Pengaruh Suhu Hangat terhadap Kesehatan Mental

Cuaca memengaruhi suasana hati, temperamen, depresi, dan pandangan kita. Hal ini juga dapat memengaruhi kepribadian seseorang. Meskipun suhu yang sedikit hangat mungkin menyenangkan, suhu yang sangat panas dapat menyebabkan orang menjadi agresif.

Ya, Anda tidak salah membacanya. Cuaca panas bisa meningkatkan emosi seseorang. Jadi, jika seseorang di keluargamu lebih rentan kehilangan kesabaran saat cuaca sangat panas, ternyata ada penjelasannya di balik hal tersebut.

Menurut penelitian yang diterbitkan dalam sebuah artikel di The Association for Psychological Science, orang lebih cenderung menjadi mudah tersinggung dan berperilaku agresif, atau bahkan melakukan kekerasan, ketika terkena panas yang berlebihan.

Faktanya, meskipun faktor-faktor seperti usia, ras, dan kemiskinan dikendalikan, kota-kota di kawasan bersuhu hangat cenderung mengalami lebih banyak kejahatan dengan kekerasan dibandingkan kota-kota di kawasan bersuhu lebih dingin.

 

4 dari 4 halaman

Dampak Cuaca Ekstrem pada Kesehatan Mental

Cuaca sehari-hari, baik itu hujan, salju atau sinar matahari yang berlimpah, secara langsung memengaruhi kehidupan kita. Cuaca ekstrem berupa angin puting beliung, banjir besar, atau angin topan misalnya, juga berdampak langsung terhadap kita. Namun, kita juga harus ingat untuk memperhatikan dampak tidak langsungnya.

Sementara itu, para ilmuwan baru-baru ini menemukan dampak tidak langsung dari cuaca ekstrem dan perubahan iklim. Anak-anak dan mereka yang memiliki penyakit kejiwaan bisa lebih berisiko setelah terpapar berita tentang perubahan iklim atau bencana.

Dalam sebuah penelitian pada tahun 2018, ilmuwan menemukan bahwa anak-anak Australia sangat prihatin terhadap perubahan iklim. Mereka juga berisiko mengalami kerugian psikologis bahkan setelah paparan tidak langsung. Dampak negatif terhadap kesehatan mental antara lain PTSD, depresi, kecemasan, fobia, gangguan tidur, gangguan keterikatan, dan penyalahgunaan zat.

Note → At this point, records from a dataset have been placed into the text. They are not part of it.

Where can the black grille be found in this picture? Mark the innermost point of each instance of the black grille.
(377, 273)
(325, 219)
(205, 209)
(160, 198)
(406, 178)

Dalam penelitian lain, yang merupakan investigasi skala besar pertama mengenai kecemasan iklim pada anak-anak dan remaja secara global, para ilmuwan juga menemukan dampak negatif dari paparan tidak langsung.

Studi ini mensurvei 10.000 anak-anak dan remaja di sepuluh negara. Peserta berusia 16 hingga 25 tahun. Sekitar 59% merasa sangat atau sangat khawatir, sementara 84% merasa cukup khawatir terhadap perubahan iklim. Lebih dari setengahnya melaporkan merasa sedih, cemas, marah, tidak berdaya dan bersalah.

Hampir separuh responden melaporkan bahwa perasaan terhadap perubahan iklim berdampak negatif terhadap fungsi dan kehidupan sehari-hari mereka. Selain itu, 75% mengatakan mereka menganggap masa depan menakutkan.